Héraklé, dès qu’il sut le père de Martha guéri de ses blessures peu dangereuses, se rendit chez lui. Mikaël était sombre, il ne répondit point au salut du vainqueur, et Martha détourna de lui les yeux. — Eh bien ! Mikaël, comment te portes-tu? dit joyeusement Héraklé. Tu n’as pas l’air gai aujourd’hui. Ah! ah! te voilà les mains vides comme la bourse d’un prince de Kakhétie! — Comme le rancuneux Mingrélien gardait encore le silence, il continua à le railler.

— Veux-tu à ton tour être mon domestique? Eh! ces deux petits enclos, que tu as eu la bonté de soigner pendant un an, regarde, sont-ils gentils, pleins de verdure, de fleurs, de fruits, de pastèques qui font venir l’eau à la bouche!

Martha avait fui dans l’intérieur de la cabane, où elle s’était enfermée.

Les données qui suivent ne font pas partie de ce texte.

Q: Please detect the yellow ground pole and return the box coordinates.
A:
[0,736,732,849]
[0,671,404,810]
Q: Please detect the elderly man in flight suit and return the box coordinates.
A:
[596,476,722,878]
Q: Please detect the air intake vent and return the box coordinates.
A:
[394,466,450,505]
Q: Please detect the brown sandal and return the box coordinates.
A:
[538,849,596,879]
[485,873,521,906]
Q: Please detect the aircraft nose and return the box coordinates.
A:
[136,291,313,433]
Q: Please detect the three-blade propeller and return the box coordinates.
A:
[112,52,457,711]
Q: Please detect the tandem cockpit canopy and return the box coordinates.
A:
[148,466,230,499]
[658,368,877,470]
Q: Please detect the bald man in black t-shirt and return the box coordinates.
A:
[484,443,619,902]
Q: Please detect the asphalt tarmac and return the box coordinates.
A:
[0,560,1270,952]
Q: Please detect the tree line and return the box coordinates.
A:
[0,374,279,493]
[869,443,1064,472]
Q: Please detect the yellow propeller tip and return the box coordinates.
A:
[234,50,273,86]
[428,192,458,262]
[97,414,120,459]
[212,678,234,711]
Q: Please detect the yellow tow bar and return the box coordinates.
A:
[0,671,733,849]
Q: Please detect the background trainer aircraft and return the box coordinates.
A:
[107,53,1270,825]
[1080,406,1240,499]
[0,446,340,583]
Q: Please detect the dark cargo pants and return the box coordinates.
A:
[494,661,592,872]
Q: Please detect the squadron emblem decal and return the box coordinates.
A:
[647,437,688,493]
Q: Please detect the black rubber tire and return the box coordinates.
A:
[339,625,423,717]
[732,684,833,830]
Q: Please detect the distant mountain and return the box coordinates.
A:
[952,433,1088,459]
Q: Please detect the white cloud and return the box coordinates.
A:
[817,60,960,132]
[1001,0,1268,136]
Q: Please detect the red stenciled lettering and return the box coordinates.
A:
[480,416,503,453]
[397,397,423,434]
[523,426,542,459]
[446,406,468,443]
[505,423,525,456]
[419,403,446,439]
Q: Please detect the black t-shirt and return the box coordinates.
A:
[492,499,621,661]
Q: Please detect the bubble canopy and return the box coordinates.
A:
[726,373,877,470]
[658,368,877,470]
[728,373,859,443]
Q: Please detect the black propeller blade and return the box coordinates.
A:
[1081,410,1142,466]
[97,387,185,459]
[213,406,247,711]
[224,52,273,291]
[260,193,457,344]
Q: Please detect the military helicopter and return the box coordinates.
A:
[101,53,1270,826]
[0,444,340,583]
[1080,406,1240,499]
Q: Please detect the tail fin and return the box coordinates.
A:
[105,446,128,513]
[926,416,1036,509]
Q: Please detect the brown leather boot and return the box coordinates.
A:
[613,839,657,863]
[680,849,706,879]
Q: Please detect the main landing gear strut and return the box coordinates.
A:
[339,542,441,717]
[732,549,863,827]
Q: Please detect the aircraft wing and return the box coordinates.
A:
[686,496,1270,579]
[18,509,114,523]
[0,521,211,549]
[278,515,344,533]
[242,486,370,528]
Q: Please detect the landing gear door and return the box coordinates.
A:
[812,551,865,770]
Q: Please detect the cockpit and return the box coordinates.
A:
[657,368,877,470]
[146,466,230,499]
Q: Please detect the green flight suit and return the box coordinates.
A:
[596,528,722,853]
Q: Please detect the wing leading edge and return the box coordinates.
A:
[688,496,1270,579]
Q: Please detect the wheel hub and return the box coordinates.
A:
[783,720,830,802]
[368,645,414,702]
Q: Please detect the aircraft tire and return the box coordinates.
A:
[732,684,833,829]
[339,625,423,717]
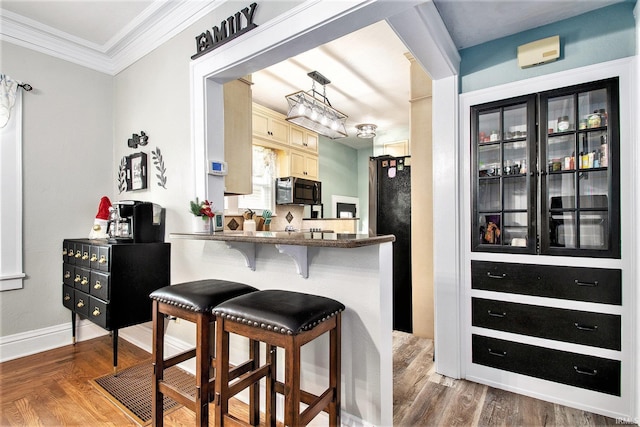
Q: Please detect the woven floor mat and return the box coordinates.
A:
[91,362,196,426]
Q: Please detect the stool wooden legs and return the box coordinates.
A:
[151,300,164,427]
[215,313,341,427]
[151,300,220,427]
[329,315,342,427]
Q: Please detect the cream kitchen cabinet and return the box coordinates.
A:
[252,103,289,145]
[289,150,318,180]
[223,78,253,195]
[289,125,318,153]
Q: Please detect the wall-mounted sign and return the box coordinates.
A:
[191,3,258,59]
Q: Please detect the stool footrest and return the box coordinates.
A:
[300,388,334,426]
[229,359,253,381]
[275,381,332,412]
[162,348,196,369]
[227,365,271,398]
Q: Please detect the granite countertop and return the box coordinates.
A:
[169,231,396,248]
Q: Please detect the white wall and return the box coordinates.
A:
[0,42,113,342]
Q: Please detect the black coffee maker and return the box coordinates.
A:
[107,200,165,243]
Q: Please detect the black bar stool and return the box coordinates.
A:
[149,279,260,426]
[213,290,345,427]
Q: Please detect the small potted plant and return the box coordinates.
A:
[189,197,215,233]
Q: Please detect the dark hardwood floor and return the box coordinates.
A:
[0,333,636,427]
[393,332,634,427]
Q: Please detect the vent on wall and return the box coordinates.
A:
[518,36,560,68]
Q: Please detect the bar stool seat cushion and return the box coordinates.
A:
[149,279,258,313]
[213,290,345,335]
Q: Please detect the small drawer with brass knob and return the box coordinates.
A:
[62,262,75,286]
[73,289,89,317]
[62,285,74,310]
[89,270,110,301]
[73,267,91,292]
[89,297,111,329]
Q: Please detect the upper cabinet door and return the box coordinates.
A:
[471,95,536,253]
[540,79,620,258]
[471,78,620,258]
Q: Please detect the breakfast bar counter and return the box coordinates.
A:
[170,231,395,248]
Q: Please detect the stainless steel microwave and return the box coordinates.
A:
[276,176,322,205]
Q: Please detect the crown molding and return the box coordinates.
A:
[0,0,225,75]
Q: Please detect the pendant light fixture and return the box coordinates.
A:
[285,71,347,139]
[356,123,378,138]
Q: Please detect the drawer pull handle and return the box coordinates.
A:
[575,279,598,288]
[573,366,598,377]
[574,322,598,331]
[487,310,507,318]
[488,348,507,357]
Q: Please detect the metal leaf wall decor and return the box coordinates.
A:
[118,156,127,194]
[151,147,167,190]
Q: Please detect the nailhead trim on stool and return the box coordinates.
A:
[149,279,259,426]
[213,290,345,427]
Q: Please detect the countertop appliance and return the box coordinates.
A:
[107,200,165,243]
[369,156,413,332]
[276,176,322,205]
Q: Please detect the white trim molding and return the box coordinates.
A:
[0,0,225,75]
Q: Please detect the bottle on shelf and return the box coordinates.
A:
[600,135,609,168]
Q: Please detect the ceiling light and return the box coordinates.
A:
[285,71,347,139]
[356,123,378,138]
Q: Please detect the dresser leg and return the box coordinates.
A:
[71,311,76,345]
[111,329,118,375]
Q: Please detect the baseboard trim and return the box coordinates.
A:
[0,320,109,362]
[0,320,374,427]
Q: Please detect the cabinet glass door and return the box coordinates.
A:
[540,79,620,257]
[471,96,536,253]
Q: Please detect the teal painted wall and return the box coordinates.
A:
[318,136,358,218]
[460,0,636,92]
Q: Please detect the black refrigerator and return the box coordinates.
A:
[369,156,413,332]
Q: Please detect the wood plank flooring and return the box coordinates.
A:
[393,332,633,427]
[0,333,632,427]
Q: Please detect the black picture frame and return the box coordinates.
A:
[126,152,148,191]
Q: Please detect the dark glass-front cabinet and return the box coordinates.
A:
[471,78,620,258]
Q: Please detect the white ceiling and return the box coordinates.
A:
[0,0,624,148]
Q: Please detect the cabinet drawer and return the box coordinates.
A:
[62,240,76,265]
[471,298,621,350]
[88,297,111,330]
[89,271,111,301]
[73,266,91,293]
[73,289,90,317]
[62,285,74,311]
[62,262,76,286]
[471,261,622,305]
[97,246,111,271]
[472,335,620,396]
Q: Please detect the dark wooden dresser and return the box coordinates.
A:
[62,239,171,372]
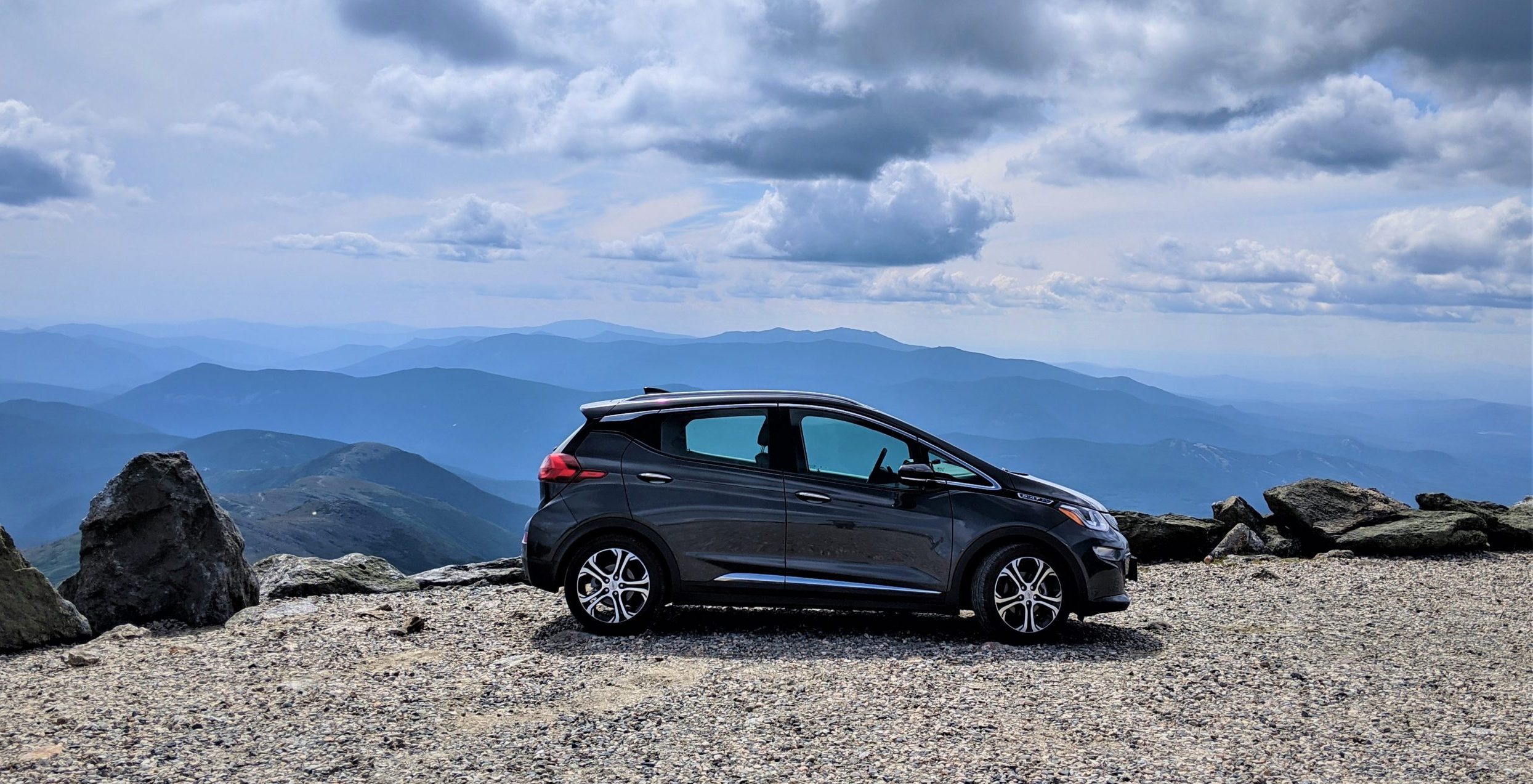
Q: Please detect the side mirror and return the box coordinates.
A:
[900,463,941,485]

— Écoute, petit père, continua malicieusement le fils de Nicolaos; causons sérieusement, sans nous fâcher, en bons amis. Tu le sais, j’aime ta fille, et mon amour pour elle te sauve de la pauvreté.

— Que signifie?...

— Je garde l’héritage paternel; toi, reprends ton domaine et ta maison, et donne-moi Martha.

La petite porte de la sakli s’entr’ouvrit doucement. Un éclair de joie illumina soudain le visage de Mikaël, qui appela à haute voix :

— Martha! — Alors la porte s’ouvrit toute grande, et la fille de Mikaël tomba dans les bras d’Héraklé.

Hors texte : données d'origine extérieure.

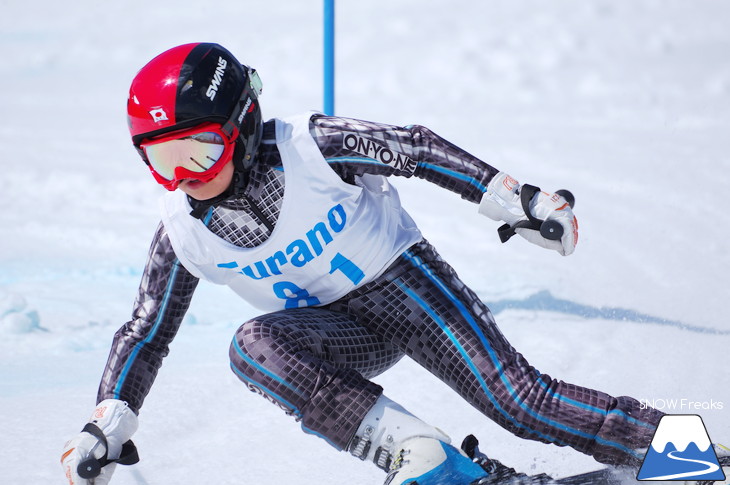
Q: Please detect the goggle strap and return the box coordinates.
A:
[221,120,239,140]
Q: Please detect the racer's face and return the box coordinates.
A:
[178,162,233,200]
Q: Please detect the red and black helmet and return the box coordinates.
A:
[127,43,263,189]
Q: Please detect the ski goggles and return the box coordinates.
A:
[139,123,234,191]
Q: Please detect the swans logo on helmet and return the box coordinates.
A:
[205,56,228,101]
[150,108,168,123]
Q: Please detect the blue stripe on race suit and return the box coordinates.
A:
[403,251,640,457]
[114,259,180,399]
[326,157,487,193]
[114,207,213,399]
[537,376,656,429]
[233,336,307,397]
[231,363,340,450]
[418,162,487,193]
[325,157,383,165]
[394,279,567,446]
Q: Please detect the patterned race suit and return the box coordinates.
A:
[98,115,661,464]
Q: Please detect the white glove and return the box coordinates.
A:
[479,172,578,256]
[61,399,138,485]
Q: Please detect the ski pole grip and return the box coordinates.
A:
[540,189,575,241]
[76,457,101,480]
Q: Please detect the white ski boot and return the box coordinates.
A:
[348,396,488,485]
[385,437,488,485]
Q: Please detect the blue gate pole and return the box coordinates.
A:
[324,0,335,116]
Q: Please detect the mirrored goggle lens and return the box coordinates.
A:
[142,131,225,180]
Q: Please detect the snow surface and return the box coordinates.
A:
[0,0,730,485]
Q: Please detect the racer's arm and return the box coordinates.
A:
[310,115,578,256]
[311,115,499,204]
[97,224,198,413]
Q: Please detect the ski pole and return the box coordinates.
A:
[540,189,575,241]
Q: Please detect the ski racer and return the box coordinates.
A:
[62,43,662,485]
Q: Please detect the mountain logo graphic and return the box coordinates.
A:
[636,414,725,481]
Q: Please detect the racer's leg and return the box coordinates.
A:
[229,308,403,449]
[331,242,662,465]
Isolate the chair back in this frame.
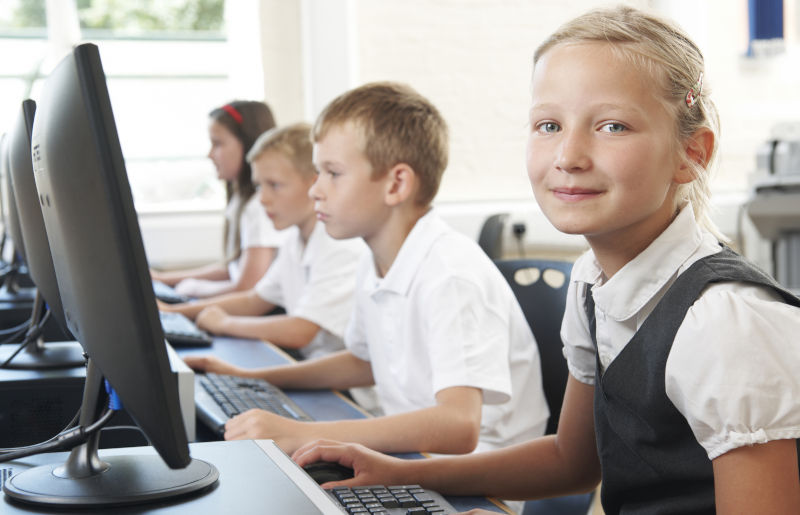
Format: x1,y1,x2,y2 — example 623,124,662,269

Au fond de l’âme, Mikaël avait bien quelque regret du dénoûment de cette aventure, mais il refoula sa mauvaise humeur et tendit amicalement la main à son gendre.

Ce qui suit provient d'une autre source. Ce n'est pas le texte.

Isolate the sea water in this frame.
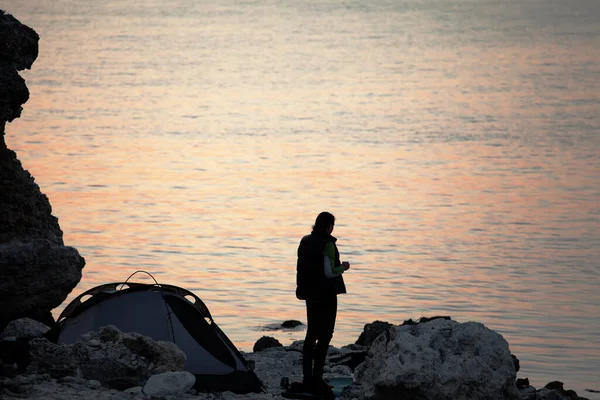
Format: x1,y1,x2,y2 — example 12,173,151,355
1,0,600,398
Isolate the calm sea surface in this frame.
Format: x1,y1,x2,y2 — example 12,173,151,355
1,0,600,398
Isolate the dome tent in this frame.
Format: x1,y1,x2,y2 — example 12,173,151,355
48,281,263,393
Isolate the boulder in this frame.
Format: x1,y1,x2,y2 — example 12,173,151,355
356,321,393,346
0,10,85,331
0,318,50,339
27,326,186,390
355,319,519,400
142,371,196,396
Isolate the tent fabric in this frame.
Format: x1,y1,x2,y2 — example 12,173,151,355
48,282,263,394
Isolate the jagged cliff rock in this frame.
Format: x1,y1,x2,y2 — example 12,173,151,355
0,10,85,330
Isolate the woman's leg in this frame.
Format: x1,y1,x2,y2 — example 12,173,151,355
302,300,321,385
312,296,337,382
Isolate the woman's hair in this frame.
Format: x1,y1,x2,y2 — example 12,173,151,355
313,211,335,232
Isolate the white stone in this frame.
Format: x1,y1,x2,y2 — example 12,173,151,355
355,319,519,400
143,371,196,396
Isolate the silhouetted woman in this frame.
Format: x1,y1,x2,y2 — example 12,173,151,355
296,211,350,393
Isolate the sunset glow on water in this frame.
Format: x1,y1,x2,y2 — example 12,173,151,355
2,0,600,398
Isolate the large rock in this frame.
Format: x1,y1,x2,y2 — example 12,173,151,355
0,318,50,339
143,371,196,396
0,10,40,138
355,319,519,400
0,10,85,331
27,326,186,390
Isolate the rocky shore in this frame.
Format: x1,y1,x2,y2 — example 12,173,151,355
0,11,596,400
0,317,585,400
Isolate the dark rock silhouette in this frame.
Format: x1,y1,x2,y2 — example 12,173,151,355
0,10,85,330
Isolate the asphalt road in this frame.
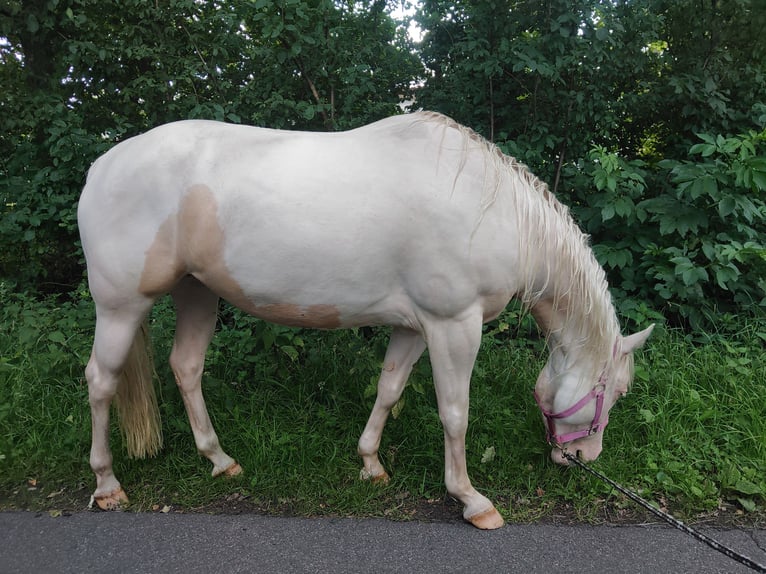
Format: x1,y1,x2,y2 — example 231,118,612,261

— Martha, dit-il, pour fêter cette heureuse journée, cours chercher une cruche de vin. — La jeune fille, le visage joyeux, revint, et pendant que les ennemis réconciliés buvaient à petites gorgées le vin de Kakhétie, elle chanta d’une voix émue cette chanson indigène :


LES TROIS CAVALIERS.

« Samila a vu quinze fois mûrir les pommes; elle est belle comme une rose qui s’entr’ouvre à l’aurore.

« Tous les jeunes seigneurs des environs la voulaient pour épousée; mais le père farouche jura qu’elle n’aurait point d’époux.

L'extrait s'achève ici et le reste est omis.